Home Video Reviews
The film's original Fox Lorber DVD release was a nuts-and-bolts affair that suffered from a relatively faded print. Now, My Life as a Dog gets the royal treatment, with a two-disc Criterion release that's overflowing with must-see extras, and features a pristine high-definition transfer.
Hallstrom tosses just the right amounts of sentiment and world-weariness into the story of Ingemar (Anton Glanzelius), a Swedish 11-year old in the late 1950s who can't win for losing...not that he tries very hard to stay out of trouble. He spends his time running wild, getting into mischief and fearing for his mother's life. No wonder his voice-over musings focus on such disasters as the fate of Laikka, the doomed Russian space dog. This kid badly needs a break.
Young Ingemar is eventually too much for his dying mother to handle, so he's shipped off to the countryside to live with his aunt and eccentric Uncle Gunnar (Tomas von Bromssen). There, Ingemar will travel a twisted road of self-discovery that leads to sweetly understated lessons in friendship, family, death, and sexuality. Both Glazelius and Melinda Kinnaman (as Ingemar's sparring-partner/first love) give remarkable performances, naturalistic wonders that once again suggest that the best approach to film acting is to start doing it before you understand the process.
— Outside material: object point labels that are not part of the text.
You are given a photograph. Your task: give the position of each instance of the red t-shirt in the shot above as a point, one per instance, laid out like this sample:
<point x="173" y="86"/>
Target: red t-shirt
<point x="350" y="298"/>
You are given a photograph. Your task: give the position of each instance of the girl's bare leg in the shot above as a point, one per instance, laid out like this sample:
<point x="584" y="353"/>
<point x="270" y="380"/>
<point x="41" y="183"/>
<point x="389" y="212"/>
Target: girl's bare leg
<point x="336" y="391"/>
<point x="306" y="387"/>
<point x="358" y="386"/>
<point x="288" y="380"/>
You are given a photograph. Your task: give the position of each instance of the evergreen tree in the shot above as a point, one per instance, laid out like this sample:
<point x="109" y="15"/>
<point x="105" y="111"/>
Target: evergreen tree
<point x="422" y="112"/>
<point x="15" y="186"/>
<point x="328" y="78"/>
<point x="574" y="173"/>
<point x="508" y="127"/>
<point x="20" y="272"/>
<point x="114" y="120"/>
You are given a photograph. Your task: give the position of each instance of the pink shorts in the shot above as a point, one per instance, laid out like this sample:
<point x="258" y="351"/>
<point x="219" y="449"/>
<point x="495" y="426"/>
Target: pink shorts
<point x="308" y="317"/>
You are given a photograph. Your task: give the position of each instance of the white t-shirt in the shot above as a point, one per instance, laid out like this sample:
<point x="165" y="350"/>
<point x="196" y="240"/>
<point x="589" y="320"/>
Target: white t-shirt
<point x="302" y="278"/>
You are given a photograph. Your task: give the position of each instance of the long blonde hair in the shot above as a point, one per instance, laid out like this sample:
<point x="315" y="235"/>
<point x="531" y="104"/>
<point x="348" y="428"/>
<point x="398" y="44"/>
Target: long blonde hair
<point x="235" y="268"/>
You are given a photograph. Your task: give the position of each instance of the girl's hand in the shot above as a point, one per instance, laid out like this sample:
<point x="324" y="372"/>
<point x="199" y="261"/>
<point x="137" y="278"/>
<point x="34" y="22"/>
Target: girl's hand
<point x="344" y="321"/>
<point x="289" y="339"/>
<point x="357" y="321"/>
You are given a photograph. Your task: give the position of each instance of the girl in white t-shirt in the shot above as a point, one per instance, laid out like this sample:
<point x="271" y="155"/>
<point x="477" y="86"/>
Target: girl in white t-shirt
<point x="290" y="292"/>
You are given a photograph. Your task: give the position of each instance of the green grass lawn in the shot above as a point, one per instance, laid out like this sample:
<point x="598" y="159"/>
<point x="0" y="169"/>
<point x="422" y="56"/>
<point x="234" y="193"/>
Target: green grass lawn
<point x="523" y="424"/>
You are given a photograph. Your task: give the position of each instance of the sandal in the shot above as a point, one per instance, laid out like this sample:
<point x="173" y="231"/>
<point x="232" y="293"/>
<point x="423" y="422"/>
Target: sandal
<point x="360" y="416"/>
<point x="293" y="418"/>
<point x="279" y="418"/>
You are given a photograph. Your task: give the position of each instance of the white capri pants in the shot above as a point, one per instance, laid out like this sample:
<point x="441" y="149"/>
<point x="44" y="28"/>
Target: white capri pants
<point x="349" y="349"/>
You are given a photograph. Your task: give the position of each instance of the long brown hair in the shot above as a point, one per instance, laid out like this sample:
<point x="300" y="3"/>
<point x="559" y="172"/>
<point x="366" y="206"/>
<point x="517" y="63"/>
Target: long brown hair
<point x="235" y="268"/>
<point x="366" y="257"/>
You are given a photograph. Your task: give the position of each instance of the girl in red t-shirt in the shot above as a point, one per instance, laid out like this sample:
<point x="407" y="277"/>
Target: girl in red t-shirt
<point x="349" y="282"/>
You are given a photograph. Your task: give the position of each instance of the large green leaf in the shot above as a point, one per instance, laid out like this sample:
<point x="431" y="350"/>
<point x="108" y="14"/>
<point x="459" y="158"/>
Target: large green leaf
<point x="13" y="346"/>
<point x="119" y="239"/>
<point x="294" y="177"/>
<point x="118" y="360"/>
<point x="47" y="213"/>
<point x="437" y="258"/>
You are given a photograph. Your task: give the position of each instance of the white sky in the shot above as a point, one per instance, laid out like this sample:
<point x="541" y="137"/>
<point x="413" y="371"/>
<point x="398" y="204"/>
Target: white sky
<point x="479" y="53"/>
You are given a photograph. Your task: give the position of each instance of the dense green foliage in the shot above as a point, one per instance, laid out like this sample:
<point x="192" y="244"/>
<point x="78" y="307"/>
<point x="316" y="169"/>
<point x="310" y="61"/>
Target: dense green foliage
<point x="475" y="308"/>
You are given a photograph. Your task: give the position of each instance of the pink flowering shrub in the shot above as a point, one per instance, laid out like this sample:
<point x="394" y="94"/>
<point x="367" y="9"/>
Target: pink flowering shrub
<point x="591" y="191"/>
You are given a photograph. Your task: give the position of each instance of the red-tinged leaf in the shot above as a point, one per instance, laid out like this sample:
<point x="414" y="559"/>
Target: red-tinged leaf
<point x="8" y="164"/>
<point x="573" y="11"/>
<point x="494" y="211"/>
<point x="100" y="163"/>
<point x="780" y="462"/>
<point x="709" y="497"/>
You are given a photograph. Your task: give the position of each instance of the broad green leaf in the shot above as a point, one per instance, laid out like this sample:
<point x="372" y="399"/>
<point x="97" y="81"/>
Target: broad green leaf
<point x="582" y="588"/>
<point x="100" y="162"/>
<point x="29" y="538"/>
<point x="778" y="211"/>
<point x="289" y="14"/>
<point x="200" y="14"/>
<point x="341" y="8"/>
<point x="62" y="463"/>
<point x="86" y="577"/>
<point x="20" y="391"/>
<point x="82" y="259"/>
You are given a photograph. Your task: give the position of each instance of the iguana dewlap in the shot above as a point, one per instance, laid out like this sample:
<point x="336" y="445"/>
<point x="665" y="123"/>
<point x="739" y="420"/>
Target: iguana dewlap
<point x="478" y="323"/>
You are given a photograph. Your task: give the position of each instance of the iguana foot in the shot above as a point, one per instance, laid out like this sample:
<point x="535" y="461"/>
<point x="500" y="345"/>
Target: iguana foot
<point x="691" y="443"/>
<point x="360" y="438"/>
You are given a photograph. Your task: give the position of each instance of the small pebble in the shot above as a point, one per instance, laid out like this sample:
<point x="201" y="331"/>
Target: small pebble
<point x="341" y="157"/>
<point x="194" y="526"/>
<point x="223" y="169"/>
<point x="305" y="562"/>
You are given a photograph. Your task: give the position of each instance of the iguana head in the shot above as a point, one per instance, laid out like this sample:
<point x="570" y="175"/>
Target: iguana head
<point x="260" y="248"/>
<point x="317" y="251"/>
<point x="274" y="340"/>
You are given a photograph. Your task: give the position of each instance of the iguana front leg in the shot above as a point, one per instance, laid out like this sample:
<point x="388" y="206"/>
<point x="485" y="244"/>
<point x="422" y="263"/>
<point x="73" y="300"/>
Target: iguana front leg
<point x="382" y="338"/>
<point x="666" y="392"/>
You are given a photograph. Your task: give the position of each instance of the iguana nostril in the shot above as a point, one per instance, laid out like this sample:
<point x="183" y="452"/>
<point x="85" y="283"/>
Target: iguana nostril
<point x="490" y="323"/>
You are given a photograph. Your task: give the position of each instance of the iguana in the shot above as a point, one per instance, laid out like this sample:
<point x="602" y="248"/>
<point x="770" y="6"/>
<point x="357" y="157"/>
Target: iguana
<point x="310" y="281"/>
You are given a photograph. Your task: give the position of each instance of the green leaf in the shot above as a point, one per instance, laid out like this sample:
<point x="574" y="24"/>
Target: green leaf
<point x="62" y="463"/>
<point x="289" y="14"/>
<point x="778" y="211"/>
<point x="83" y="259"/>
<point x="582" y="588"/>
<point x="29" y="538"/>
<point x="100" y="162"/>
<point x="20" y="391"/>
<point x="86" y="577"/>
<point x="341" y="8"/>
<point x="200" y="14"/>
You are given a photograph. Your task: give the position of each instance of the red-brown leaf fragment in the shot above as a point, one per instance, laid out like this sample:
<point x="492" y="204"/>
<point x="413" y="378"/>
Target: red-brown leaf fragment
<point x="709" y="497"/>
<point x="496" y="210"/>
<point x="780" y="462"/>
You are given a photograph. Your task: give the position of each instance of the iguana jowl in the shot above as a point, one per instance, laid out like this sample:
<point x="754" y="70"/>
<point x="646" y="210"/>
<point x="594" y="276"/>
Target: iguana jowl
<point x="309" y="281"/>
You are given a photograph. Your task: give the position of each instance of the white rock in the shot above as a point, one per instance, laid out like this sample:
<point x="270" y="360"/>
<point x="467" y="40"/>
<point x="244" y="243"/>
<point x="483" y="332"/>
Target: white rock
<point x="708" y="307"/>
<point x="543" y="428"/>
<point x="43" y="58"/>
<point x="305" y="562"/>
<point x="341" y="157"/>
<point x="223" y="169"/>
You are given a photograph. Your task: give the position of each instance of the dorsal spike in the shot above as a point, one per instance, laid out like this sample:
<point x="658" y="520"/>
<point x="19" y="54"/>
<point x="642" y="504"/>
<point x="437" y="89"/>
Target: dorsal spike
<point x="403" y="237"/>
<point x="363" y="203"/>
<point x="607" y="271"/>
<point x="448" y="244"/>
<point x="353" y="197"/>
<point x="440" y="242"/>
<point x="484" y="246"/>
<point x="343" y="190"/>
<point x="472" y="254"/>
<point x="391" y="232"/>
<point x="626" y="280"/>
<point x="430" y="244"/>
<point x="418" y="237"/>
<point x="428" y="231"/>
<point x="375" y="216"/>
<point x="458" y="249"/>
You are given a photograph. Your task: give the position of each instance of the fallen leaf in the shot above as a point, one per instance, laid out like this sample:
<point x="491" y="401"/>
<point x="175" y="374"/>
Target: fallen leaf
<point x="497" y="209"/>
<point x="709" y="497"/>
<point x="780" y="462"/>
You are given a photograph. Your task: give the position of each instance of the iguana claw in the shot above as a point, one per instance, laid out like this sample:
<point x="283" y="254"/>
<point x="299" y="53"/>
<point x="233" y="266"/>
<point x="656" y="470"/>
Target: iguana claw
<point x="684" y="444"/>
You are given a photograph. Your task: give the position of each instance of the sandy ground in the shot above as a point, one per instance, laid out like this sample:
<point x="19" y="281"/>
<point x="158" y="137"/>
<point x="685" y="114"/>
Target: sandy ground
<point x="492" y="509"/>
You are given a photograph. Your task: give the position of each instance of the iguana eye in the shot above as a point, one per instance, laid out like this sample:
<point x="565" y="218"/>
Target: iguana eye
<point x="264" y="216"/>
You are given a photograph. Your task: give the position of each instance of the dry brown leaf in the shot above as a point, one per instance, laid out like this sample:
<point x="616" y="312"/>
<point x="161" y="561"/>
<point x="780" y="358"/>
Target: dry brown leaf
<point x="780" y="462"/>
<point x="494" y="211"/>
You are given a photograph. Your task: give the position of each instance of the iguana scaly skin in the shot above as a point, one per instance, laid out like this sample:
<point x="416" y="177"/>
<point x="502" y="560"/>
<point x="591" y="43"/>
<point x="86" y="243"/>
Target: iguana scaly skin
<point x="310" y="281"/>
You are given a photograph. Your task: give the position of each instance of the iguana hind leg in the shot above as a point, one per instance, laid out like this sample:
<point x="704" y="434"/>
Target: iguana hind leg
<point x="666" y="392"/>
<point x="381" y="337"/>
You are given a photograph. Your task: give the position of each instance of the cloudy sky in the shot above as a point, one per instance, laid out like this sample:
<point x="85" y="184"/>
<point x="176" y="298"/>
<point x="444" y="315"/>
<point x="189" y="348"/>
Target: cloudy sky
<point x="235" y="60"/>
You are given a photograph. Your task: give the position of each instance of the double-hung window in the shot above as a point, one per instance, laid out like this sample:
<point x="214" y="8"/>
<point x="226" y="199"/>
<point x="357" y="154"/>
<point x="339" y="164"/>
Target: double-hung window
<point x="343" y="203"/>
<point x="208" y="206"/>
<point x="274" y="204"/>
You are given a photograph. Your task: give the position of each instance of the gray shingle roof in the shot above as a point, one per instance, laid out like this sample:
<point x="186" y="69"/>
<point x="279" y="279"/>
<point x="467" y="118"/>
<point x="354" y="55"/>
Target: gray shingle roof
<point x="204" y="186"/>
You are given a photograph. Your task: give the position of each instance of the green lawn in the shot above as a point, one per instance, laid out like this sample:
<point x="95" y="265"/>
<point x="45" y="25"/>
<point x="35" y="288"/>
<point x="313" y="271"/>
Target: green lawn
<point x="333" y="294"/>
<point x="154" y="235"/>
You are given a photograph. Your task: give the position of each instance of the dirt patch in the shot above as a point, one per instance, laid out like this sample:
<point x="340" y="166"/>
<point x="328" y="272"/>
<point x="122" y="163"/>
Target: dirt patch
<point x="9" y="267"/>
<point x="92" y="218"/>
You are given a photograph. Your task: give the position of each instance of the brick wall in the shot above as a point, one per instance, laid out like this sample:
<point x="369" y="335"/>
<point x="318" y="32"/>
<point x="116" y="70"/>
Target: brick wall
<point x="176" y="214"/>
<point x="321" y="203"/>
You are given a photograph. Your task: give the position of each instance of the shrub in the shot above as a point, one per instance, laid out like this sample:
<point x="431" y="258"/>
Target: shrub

The movie is presented in the wide screen anamorphic format, as it should be to fully capture the warm beauty of cinematographer Jorgen Persson's images. The sound mix is as crisp as can be expected throughout, with a bit of audible hiss, but not enough to distract from one's enjoyment of the film. Included in the extras are a video interview with Hallstrom, in which he discusses the autobiographical elements of My Life as a Dog, and admits to getting his start directing music videos for the pop group, ABBA! There's also an essay by film critic Michael Atkinson, as well as a piece by Kurt Vonnegut, whose childlike sense of wonder and dread seems a direct antecedent to Hallstrom's work. This film is ripe for personal interpretation, and Vonnegut's essay - a rare piece of new writing from an aging master - is an enjoyable read.
Perhaps the most fascinating bonus for My Life as a Dog fans will be the inclusion of Shall We Go to My Place or Each Go Home Alone, a loose-limbed 52-minute TV film Hallstrom shot in 1973 that seems greatly influenced by early Robert Altman. It's a graceful, funny little story about the Swedish dating scene that contains several flashes of Hallstrom's later wall-to-wall sparkle. It's well worth a look if you're a fan of concise, character-driven storytelling. Given how young he was when it was filmed, Hallstrom should be proud of it.